Catelyn pulls the tape tight as we lay out grid lines for the test pits

Dawn drops a point down, setting the northeast corner of a future pit
Unfortunately so far we haven't found anything except trash the farmers tilled in. The soil on this hillside is deep and looks rich and well-drained. Nathaniel, a very easy-on-the-eyes college grad with serious botany credits, says the flora are typical of lousy well-drained soil. There are drifts of tiny white flowers (bedstraw) dotted with purple vetch and daisies and buttercups and a weird yellow thing I believe Nathaniel called RattlePods. (It was Yellow-Rattle, actually.)
Right now I am still very happy to have enjoyed taking a shower and I am trying to stay awake until dinner.

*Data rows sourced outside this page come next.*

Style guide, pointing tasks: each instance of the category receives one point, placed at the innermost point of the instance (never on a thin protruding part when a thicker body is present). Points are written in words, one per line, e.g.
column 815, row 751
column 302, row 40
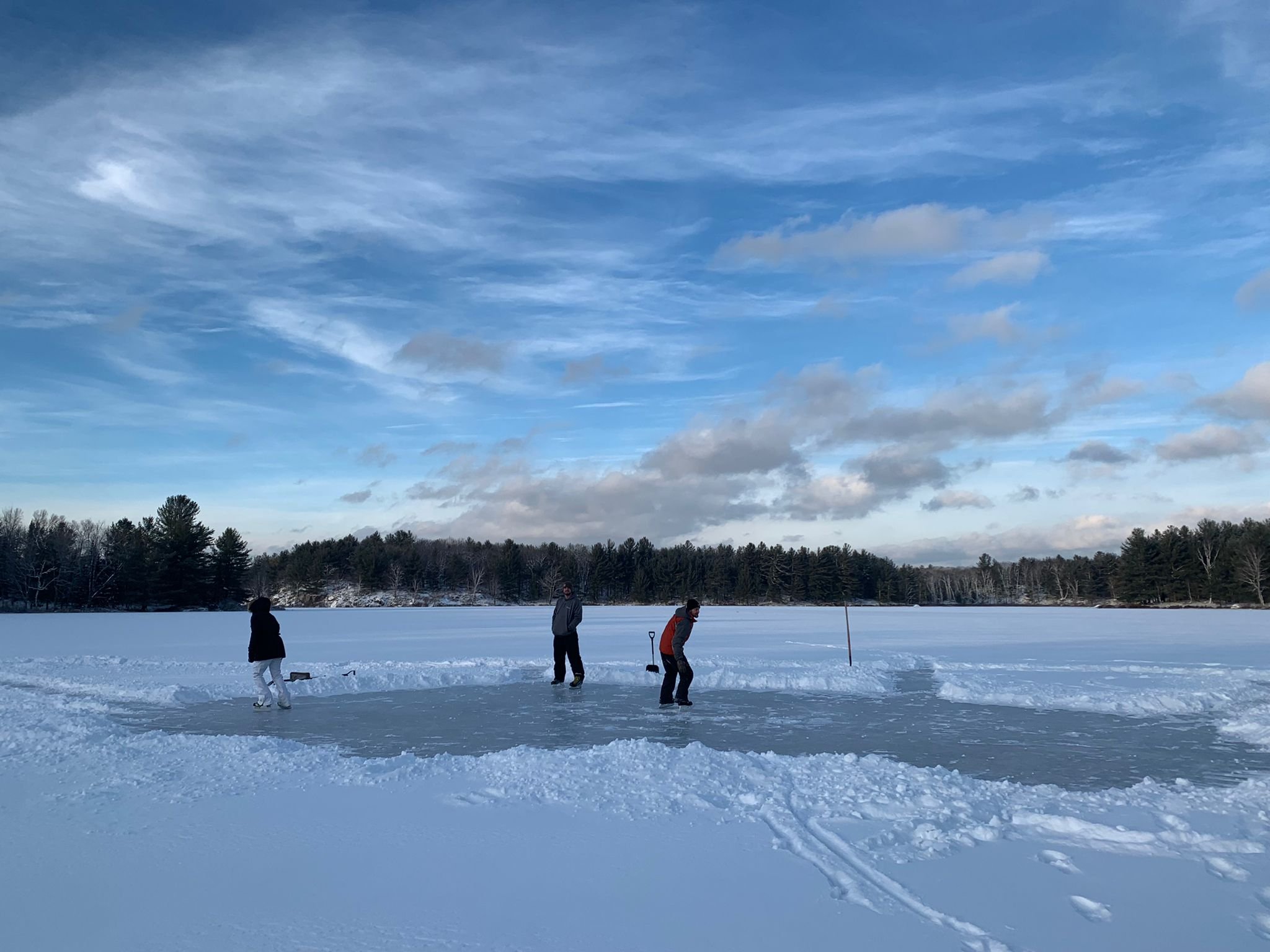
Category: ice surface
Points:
column 118, row 838
column 1072, row 749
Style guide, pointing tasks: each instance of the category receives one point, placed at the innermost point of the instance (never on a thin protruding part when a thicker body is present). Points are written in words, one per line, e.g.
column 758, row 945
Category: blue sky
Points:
column 930, row 280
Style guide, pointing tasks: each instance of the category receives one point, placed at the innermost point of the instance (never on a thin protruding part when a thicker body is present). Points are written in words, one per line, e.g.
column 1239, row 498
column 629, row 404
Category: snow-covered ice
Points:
column 762, row 823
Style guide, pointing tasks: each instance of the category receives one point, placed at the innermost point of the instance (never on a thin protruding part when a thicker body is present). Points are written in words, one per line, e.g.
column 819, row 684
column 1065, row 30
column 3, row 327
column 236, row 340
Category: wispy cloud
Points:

Dinner was tasty (Dick and Mimi made black beans, Italian sausage, and rice, with salad), but largely memorable for incidents that took place while we were lining up for it. So there I was, in the final third of the line, when screams broke out behind me. The snake arrived at my part of the line and headed under the fridge. I caught it, but definitely it was the proximal third of the snake and the distal two-thirds were under the fridge, determined not to be pulled out. I let it go amid general murmurs that it was surely wrapped around the entrails of the fridge and would be hiding there for awhile. These murmurs had scarcely died away when fresh screams broke out in the cabin's front room. "It's gone into the walls!" Various of us suggested that it was probably eating mice, but the phobics did not care. Peace reigned for a few minutes, and then the snake came out and coiled on the baseboard. It was about a two-foot garter snake, just less than an inch in diameter at the thickest. Perfectly nice snake. Monica, the designated dishwasher, shrieked from the porch that she would NOT come into the house. Dick muttered that she ought not to weasel out of washing the dishes just because she was phobic, and I picked up the poor snake and took it outside. Dick took a few pictures; I wanted to take my shirt off and be a Cretan priestess, but Dick said I would need two snakes to play that game. Mimi and I let it go into the backyard, hoping it would not come back until Monica finished the dishes. (It has, but only Barbara saw it and she's cool with it.)

It stuck its tongue out at me first.